La loi 225 exigera, dès l’année scolaire prochaine, l’évaluation annuelle de chaque enfant à l’aide d’outils fondés sur des données probantes et la mise en place de mesures de soutien et de suivi.

Le but : veiller à ce que tous les enfants qui éprouvent des difficultés dans l’acquisition des compétences fondamentales en lecture, ce qui peut être un indicateur de troubles d’apprentissage comme la dyslexie, soient identifiés rapidement et puissent bénéficier de l’aide dont ils ont besoin aussi tôt que possible.

« Dans notre cas, si on avait reçu et bien compris les résultats du dépistage qui avait été complété, on aurait pu voir les gros signaux d’alarme beaucoup plus tôt », dit Laura Jones, mère d’une enfant dyslexique.

Elle affirme que jusqu’à la troisième année, les habitudes d’apprentissage des jeunes sont encore malléables, et qu’il est encore possible de leur donner les outils nécessaires pour améliorer leurs compétences. Mais après la quatrième année, corriger les difficultés rencontrées par l’enfant lui demande beaucoup plus d’efforts.

« À ce moment-là, ça commence déjà à atteindre sa confiance. »

Un effet qui peut avoir des répercussions tout au long d’une vie.

Laura Jones ajoute que certains des adultes présents lors de la deuxième lecture du projet de loi 225, le 8 octobre dernier, ont témoigné de leur propre expérience.

« Il y a une femme qui a dit être triste d’avoir été si dure envers elle-même. Toute sa vie, elle pensait qu’elle ne mettait pas assez d’effort parce que tout ce qu’elle vivait venait si naturellement aux autres », se remémore Laura Jones.

Et bien que ce projet de loi vise avant tout à détecter le plus tôt possible les troubles d’apprentissage chez les enfants, il peut également être utile pour d’autres élèves qui ont du mal à suivre le rythme de leurs camarades.

En proposant des dépistages à tous les enfants, les enseignants peuvent surveiller ceux qui réussissent moins bien et leur offrir un soutien plus adapté.

Une mise en œuvre encore incertaine

Si cette loi devrait aider plus d’enfants à mieux apprendre, la plupart des inquiétudes qu’elle suscite concernent sa mise en œuvre.
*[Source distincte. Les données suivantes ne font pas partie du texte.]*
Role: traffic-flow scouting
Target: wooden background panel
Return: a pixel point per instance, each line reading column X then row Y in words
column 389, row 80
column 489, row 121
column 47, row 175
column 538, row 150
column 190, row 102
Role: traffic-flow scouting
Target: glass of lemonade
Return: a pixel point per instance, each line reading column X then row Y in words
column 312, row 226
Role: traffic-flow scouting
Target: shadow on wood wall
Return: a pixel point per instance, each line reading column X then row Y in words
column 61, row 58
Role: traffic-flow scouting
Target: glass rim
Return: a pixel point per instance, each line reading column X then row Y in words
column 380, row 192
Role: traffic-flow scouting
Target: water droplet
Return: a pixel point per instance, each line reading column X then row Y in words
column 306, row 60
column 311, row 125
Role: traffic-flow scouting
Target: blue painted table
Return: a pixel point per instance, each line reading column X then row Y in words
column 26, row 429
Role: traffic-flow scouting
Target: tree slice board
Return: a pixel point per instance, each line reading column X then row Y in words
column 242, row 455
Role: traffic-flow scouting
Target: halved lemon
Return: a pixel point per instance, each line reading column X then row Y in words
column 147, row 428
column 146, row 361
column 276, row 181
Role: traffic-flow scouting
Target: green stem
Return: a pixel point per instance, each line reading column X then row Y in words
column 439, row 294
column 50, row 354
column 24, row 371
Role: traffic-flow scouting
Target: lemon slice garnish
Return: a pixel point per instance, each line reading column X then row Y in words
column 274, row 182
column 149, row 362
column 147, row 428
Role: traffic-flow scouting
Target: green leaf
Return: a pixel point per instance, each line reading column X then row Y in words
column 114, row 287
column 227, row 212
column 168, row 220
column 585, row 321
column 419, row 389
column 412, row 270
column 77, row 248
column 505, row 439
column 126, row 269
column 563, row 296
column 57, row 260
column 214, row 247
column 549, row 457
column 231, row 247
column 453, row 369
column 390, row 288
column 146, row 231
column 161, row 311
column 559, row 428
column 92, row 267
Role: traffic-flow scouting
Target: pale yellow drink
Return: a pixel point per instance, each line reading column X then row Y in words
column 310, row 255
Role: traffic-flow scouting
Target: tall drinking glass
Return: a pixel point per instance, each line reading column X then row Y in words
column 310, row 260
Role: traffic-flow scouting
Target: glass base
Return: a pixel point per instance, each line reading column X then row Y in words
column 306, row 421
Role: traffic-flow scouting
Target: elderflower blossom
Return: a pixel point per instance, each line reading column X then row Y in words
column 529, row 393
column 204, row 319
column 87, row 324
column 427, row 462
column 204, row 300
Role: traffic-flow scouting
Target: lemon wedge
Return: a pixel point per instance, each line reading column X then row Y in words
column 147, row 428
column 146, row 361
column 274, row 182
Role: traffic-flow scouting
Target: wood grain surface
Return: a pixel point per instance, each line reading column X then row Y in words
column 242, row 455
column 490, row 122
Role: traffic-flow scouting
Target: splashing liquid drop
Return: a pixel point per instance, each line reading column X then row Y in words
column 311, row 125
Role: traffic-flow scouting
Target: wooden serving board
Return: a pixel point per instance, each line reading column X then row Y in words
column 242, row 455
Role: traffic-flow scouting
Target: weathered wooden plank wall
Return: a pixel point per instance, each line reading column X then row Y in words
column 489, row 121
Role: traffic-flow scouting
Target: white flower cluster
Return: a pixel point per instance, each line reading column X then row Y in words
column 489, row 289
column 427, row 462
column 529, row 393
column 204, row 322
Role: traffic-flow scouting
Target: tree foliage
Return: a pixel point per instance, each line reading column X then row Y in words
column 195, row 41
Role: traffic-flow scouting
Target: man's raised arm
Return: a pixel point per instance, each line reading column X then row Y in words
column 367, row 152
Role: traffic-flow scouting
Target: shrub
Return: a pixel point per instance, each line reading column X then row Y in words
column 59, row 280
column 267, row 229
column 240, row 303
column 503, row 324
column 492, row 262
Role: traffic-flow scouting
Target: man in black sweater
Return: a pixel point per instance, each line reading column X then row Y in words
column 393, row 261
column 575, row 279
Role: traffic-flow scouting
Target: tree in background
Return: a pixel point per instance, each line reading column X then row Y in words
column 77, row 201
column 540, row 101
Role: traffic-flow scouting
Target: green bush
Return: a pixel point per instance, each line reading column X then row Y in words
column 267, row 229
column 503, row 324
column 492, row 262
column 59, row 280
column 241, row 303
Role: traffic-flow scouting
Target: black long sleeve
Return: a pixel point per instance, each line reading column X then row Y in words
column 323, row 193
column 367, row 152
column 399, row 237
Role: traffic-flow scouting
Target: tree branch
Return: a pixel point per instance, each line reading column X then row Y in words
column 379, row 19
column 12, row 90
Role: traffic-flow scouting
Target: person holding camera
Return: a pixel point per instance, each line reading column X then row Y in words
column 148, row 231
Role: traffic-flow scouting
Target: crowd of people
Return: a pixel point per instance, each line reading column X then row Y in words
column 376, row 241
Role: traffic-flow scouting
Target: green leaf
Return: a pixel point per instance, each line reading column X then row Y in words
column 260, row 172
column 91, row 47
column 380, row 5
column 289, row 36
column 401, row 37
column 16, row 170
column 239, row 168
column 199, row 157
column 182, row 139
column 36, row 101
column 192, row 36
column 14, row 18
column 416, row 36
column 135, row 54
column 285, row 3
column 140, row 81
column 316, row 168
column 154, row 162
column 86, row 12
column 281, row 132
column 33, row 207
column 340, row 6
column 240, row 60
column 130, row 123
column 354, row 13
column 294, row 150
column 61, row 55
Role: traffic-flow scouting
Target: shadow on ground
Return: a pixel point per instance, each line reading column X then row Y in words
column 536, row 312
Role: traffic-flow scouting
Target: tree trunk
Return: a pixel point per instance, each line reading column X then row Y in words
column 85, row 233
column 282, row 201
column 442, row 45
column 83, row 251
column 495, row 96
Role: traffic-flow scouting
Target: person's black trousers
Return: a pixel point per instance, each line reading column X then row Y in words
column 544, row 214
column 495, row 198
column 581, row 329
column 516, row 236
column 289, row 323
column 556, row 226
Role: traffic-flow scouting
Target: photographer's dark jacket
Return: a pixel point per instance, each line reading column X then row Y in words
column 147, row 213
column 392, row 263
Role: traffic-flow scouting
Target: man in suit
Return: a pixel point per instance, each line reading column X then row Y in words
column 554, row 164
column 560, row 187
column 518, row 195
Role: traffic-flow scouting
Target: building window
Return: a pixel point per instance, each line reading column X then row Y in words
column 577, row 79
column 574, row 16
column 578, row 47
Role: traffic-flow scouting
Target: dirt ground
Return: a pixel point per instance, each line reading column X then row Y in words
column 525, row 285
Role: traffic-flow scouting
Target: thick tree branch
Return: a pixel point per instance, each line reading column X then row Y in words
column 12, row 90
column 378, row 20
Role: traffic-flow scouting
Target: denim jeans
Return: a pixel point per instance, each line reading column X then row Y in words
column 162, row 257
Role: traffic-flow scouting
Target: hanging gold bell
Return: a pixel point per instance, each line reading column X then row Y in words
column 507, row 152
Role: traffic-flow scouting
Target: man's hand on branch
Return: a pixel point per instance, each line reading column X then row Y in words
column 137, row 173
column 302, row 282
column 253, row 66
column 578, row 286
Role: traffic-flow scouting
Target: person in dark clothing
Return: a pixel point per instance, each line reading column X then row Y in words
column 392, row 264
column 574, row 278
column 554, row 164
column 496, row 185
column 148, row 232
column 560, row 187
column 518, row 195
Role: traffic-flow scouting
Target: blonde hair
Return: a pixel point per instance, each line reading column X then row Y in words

Bien que le test de dépistage ne dure que cinq minutes, encore faut-il que les enseignants, ou toute autre éducateur chargé de l’évaluation, sachent interpréter les résultats.

Comme la loi exige aussi une communication continue avec les parents et un soutien aux élèves qui ont besoin d’une aide supplémentaire, plusieurs questions se posent quant au soutien qui sera accordé aux enseignants déjà débordés.

« Sans ressources, personnel et temps suffisants, cette loi risque d’imposer une charge supplémentaire aux enseignants et pourrait ne pas atteindre les résultats attendus pour les élèves », prévient Lilian Klausen, présidente de la Manitoba Teachers’ Society (MTS).

Elle dit espérer voir une contribution significative et une collaboration avec les éducateurs dans la mise en œuvre des outils de dépistage.

Cela impliquerait un financement adéquat pour les ressources supplémentaires et le personnel nécessaires afin d’assurer un dépistage et un soutien post-évaluation appropriés; un meilleur accès à des spécialistes comme des psychologues et des orthophonistes; ainsi que des plans clairs pour réduire la charge de travail des enseignants.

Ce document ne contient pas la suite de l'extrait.